We examine Morgan Stanley’s FY20 dividend outlook for ANZ, CBA, Westpac and NAB; as well as look at some key loan growth statistics from the last 12-months across the banking sector.

ANZ, CBA, Westpac and NAB dividends Source: Bloomberg

For a long time, the expectation that loan growth across the big four would remain stable seemed an almost unquestionable assumption.

Indeed, while the trends behind that growth have proven mostly consistent for many years, recent research from Morgan Stanley argues that these trends begun to diverge in 2019, due to four key factors.

Specifically, Morgan Stanley posits that stricter lending requirements, various regulatory measures taken by APRA, 'lower system loan growth' overall, and more fierce competition from the non-big four banks have all impacted the previously once-thought unquestionable status quo of the big four.

Adding to such issues, the investment bank points out that:

'Downward pressure on margins is accelerating due to front book competition, rate cuts and the flat yield curve.'

With all that considered, below we examine some of Morgan Stanley’s key statistics concerning loan growth from CY19 – with a key focus on residential owner-occupier and investment property loan growth across Australia’s big four banks.

Big four loan growth in focus

Looking at total Australian housing loan growth over the last year, we see CBA leading that way at (+4.1%), followed by Westpac at (+0.5%), NAB at (-0.5%), and ANZ at (-2.4%).

Examining these growth figures on a more granular level, we see there has been significant owner-occupier growth over the last year, with CBA at +6.2%, NAB at +3.4%, and Westpac at +2.3%. ANZ is the laggard here, with its one-year owner-occupier loan growth estimated to have fallen by -0.1%.
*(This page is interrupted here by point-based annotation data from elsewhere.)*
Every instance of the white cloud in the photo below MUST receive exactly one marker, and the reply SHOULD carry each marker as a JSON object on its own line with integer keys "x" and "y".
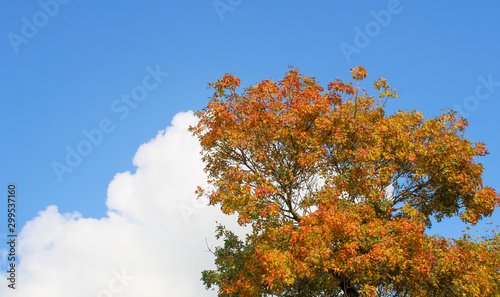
{"x": 151, "y": 243}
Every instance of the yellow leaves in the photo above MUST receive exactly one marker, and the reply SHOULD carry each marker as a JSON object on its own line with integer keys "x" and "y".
{"x": 268, "y": 151}
{"x": 358, "y": 73}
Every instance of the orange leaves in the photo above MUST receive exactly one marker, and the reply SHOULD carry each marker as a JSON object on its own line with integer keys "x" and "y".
{"x": 358, "y": 73}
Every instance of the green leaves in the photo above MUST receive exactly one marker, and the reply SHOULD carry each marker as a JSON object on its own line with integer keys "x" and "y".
{"x": 309, "y": 169}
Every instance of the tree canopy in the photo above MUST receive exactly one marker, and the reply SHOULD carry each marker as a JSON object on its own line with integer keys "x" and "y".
{"x": 339, "y": 194}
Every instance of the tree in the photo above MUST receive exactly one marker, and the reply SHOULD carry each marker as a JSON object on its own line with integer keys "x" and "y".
{"x": 339, "y": 194}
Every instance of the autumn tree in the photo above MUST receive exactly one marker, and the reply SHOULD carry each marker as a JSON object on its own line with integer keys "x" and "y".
{"x": 339, "y": 194}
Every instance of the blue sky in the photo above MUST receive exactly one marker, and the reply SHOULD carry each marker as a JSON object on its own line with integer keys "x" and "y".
{"x": 66, "y": 65}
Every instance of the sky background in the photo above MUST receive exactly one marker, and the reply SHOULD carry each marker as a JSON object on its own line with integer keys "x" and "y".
{"x": 66, "y": 67}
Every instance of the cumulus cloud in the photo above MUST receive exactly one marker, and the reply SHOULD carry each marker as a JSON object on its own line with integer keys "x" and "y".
{"x": 151, "y": 243}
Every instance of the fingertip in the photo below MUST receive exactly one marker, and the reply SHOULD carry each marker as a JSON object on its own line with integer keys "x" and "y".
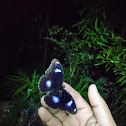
{"x": 44, "y": 114}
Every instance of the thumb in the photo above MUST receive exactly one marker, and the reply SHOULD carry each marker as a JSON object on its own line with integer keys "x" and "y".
{"x": 100, "y": 108}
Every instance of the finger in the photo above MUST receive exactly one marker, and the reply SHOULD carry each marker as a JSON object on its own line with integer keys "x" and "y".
{"x": 91, "y": 121}
{"x": 79, "y": 100}
{"x": 48, "y": 118}
{"x": 61, "y": 115}
{"x": 100, "y": 108}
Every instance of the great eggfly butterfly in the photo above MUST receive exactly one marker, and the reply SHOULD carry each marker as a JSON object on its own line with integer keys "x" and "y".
{"x": 51, "y": 83}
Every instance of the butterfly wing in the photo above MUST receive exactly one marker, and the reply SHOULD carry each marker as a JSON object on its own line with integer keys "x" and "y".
{"x": 53, "y": 77}
{"x": 62, "y": 100}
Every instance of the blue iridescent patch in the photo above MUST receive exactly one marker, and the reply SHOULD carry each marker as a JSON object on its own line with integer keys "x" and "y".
{"x": 51, "y": 83}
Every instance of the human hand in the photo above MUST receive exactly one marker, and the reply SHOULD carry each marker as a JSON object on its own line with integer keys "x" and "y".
{"x": 98, "y": 114}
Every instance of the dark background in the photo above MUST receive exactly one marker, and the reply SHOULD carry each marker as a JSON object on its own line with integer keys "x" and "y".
{"x": 18, "y": 45}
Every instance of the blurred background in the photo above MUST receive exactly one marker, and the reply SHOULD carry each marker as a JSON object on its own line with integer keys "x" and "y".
{"x": 32, "y": 33}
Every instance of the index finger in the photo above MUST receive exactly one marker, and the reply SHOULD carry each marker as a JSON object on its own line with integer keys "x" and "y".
{"x": 79, "y": 100}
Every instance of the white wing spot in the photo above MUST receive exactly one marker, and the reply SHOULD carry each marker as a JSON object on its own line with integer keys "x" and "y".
{"x": 58, "y": 70}
{"x": 48, "y": 83}
{"x": 69, "y": 104}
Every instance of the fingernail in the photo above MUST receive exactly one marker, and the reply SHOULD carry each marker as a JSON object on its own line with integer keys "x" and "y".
{"x": 95, "y": 88}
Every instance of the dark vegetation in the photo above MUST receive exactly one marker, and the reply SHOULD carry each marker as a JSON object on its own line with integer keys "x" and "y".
{"x": 92, "y": 50}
Surveying investment property loan growth – a key feature of Australia’s property market – we see a similar pattern emerging over the last year. Again, CBA leads the pack here, witnessing loan growth of +0.4% during that period. The remaining big four banks all saw investment property loan growth decline, with ANZ witnessing the largest decline, at -6.4%, NAB followed closely behind at -4.7%, while Westpac witnessed a slight contraction of -1.7%.

For many, and after looking at those figures, it may prove unsurprising that CBA’s share price has also been the best performing of the big four over the last year, rising 13.87% in that period. NAB, after a relatively good run, gave up much of the gains it experienced in 2019 towards the back half of the year – with the bank currently sitting on a one-year gain of 1.37%.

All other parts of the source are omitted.